The sports world and its athletes are going to be taking training to a whole new level. A new system for tracking body movements and acceleration was released earlier this year.

MVN Biomech, is a human motion, measurement system that captures the full range of movement from the smallest twitches to the most dynamic movements the human body can do.

The MVN motion capture suit from Xsens uses three different types of 3-D or three-dimensional, miniature sensors.

The gyroscopes, accelerometers and magnetometers allow the tracking of up to 17 different body segments. Something really appreciated about the suit is the fact that no cameras or marker types are required; the suit can measure body movement in any lighting condition, no matter where you are.

Increased knowledge of how the human body acts and reacts can provide many benefits. From monitoring and improving a quarterbacks throwing technique to helping golfers use the correct form when swinging a club, virtually any sport can use body movement tracking and measuring to improve training techniques.

Studies have been done using the Xsens, MVN Biomech suit on the spin and glide techniques of the shot put throw. The complicated physical movements of the spin throw are a perfect example of the effectiveness of this type of movement analysis.

By being able to measure the movement of the athlete’s whole body and see that on a 3-D model, both trainers and athletes can more easily determine areas that need to be improved. Things like posture of the back and neck or how the knees are bent when releasing.

By learning more about how the human body interacts with itself, better methods of accomplishing the same goals can be realized. Injuries caused from moving incorrectly or from physical breakdown over time can be lessened or virtually eliminated. This kind of knowledge alone could save huge bundles of money, not only in the sports world, but in the everyday work world as well.

Imagine this knowledge used for modern day professional football. The sudden, fast moves of the players combined with the hard hits of the tacklers, must show a wealth of knowledge, using such a system.

Players could learn better ways to set their body or erupt into fast movements, like when the ball is snapped. A runner could learn how to either avoid a tackle or take the hit in the least physically damaging way possible, thus stopping injuries before they happen.

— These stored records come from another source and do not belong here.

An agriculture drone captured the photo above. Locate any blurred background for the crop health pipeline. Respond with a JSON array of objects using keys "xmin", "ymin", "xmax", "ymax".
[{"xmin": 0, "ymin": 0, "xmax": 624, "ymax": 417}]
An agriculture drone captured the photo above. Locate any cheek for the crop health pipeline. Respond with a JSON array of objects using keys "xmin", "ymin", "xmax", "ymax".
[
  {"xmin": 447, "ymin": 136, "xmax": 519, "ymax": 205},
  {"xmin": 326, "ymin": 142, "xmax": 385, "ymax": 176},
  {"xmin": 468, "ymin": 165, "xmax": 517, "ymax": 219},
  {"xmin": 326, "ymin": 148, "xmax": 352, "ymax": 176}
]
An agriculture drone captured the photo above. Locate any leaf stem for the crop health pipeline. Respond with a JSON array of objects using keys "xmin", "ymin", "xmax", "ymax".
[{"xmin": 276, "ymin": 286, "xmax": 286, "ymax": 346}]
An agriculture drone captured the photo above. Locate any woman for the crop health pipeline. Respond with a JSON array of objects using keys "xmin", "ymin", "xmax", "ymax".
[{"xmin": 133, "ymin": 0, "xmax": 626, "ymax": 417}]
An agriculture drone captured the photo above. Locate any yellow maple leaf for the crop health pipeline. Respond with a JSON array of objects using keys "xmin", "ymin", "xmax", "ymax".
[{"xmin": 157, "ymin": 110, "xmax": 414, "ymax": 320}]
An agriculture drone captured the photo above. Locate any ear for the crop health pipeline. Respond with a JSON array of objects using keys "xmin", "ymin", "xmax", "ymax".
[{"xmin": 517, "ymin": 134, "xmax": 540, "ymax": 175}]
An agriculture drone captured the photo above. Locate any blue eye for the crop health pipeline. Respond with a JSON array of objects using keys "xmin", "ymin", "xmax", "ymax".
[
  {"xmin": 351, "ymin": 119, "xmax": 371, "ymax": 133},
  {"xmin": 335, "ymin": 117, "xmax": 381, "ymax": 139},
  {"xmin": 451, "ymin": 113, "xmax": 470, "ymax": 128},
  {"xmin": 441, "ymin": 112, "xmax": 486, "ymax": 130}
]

Field goal kickers can learn how to better align their legs and feet to kick the football for maximum distance and accuracy and help to win more games.

The uses this suit can be put to are almost endless. From Biomechanics, sports and rehabilitation or human-robot interaction, the study of how the human body moves is near priceless.

Learning new ways to accomplish old tasks that are quicker, easier and less prone to injury, would be welcome in any endeavor.

Who knows what we will learn to do when using a suit like the MVN Biomech from Xsens.